C++ only one constructor is called

Question

I'm trying to understand rvalue reference. This is the code I've written so far:

class A {
public:
    A(const char* str) {
        std::cout << str;
    }

    A(A&& other) {
        std::cout << "other";
    }
};

int main() {
    A m(A(A(A("hello"))));
}

The output is only "hello", which makes me confused.

Since A("hello") is a temporary object passed to the second constructor, But the code output is as if only the first constructor is called.

I guess either this is a compiler optimization or i miss some details about constructors and rvalues.

Answer 1

What you observe is also known as copy elision, more precisely:

Under the following circumstances, the compilers are required to omit the copy and move construction of class objects, even if the copy/move constructor and the destructor have observable side-effects. The objects are constructed directly into the storage where they would otherwise be copied/moved to. The copy/move constructors need not be present or accessible:

(...)

• In the initialization of an object, when the initializer expression is a prvalue of the same class type (ignoring cv-qualification) as the variable type:

T x = T(T(f())); // only one call to default constructor of T, to initialize x

which is exactly your case.

Note that the optimization is mandatory for C++17 onwards.

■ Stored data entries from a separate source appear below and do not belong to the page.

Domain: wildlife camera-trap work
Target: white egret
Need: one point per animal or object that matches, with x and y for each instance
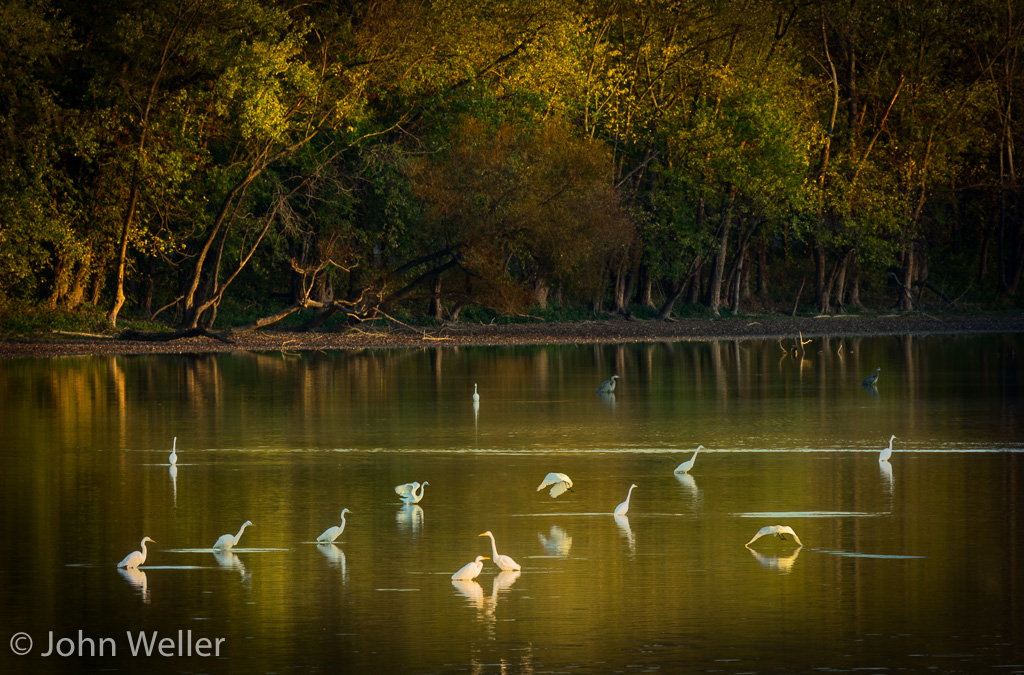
(136, 558)
(471, 570)
(625, 506)
(332, 534)
(688, 464)
(778, 531)
(408, 493)
(608, 385)
(503, 561)
(227, 541)
(559, 481)
(888, 452)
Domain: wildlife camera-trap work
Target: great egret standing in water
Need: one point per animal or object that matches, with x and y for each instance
(136, 558)
(225, 542)
(608, 385)
(559, 481)
(778, 531)
(408, 493)
(332, 534)
(503, 561)
(625, 506)
(471, 570)
(888, 452)
(688, 464)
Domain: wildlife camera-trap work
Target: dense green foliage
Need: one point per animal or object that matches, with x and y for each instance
(266, 159)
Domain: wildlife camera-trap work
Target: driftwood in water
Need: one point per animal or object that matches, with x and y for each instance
(145, 336)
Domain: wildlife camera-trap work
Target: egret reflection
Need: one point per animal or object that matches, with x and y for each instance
(470, 590)
(623, 523)
(410, 518)
(174, 481)
(689, 483)
(780, 563)
(137, 579)
(336, 557)
(775, 531)
(886, 472)
(557, 542)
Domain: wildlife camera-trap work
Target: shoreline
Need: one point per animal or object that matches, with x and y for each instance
(612, 331)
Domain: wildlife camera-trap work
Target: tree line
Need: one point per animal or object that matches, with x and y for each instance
(355, 159)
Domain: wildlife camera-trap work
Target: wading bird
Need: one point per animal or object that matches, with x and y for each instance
(135, 558)
(559, 481)
(608, 385)
(408, 493)
(888, 452)
(779, 531)
(225, 542)
(471, 570)
(625, 506)
(332, 534)
(503, 561)
(688, 464)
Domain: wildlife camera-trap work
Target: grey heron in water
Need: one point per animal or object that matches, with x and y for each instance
(608, 385)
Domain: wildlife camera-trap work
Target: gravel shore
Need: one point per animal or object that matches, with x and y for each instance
(610, 331)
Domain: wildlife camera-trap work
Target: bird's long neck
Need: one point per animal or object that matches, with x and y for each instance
(494, 547)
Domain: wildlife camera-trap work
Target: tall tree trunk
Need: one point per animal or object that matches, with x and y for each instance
(714, 297)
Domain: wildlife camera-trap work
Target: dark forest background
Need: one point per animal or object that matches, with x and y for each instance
(236, 163)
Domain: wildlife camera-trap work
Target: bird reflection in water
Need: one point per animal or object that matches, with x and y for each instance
(780, 563)
(136, 578)
(624, 529)
(558, 542)
(689, 484)
(228, 559)
(486, 606)
(174, 482)
(410, 518)
(886, 473)
(336, 557)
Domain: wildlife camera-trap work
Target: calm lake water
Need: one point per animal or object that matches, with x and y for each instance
(912, 565)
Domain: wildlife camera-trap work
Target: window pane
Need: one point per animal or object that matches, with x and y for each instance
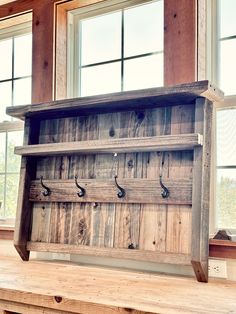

It is optional for C++11, but it seems that your compiler applies it anyway.

Answer 2

Yes this is a compiler/language(see latter) optimization.

As can be seen here, this will output:

hello

Changing the standard from -std=c++2a to -std=c++14 in the compiler options will still give you hello only, but in addition to the standard change if you also add: -fno-elide-constructors to the options you should see what you're hoping for.

However, this option will no longer work if you specify C++17 or C++2a as standard as this elision has become mandatory in certain situations since those standards, your situation is one of those.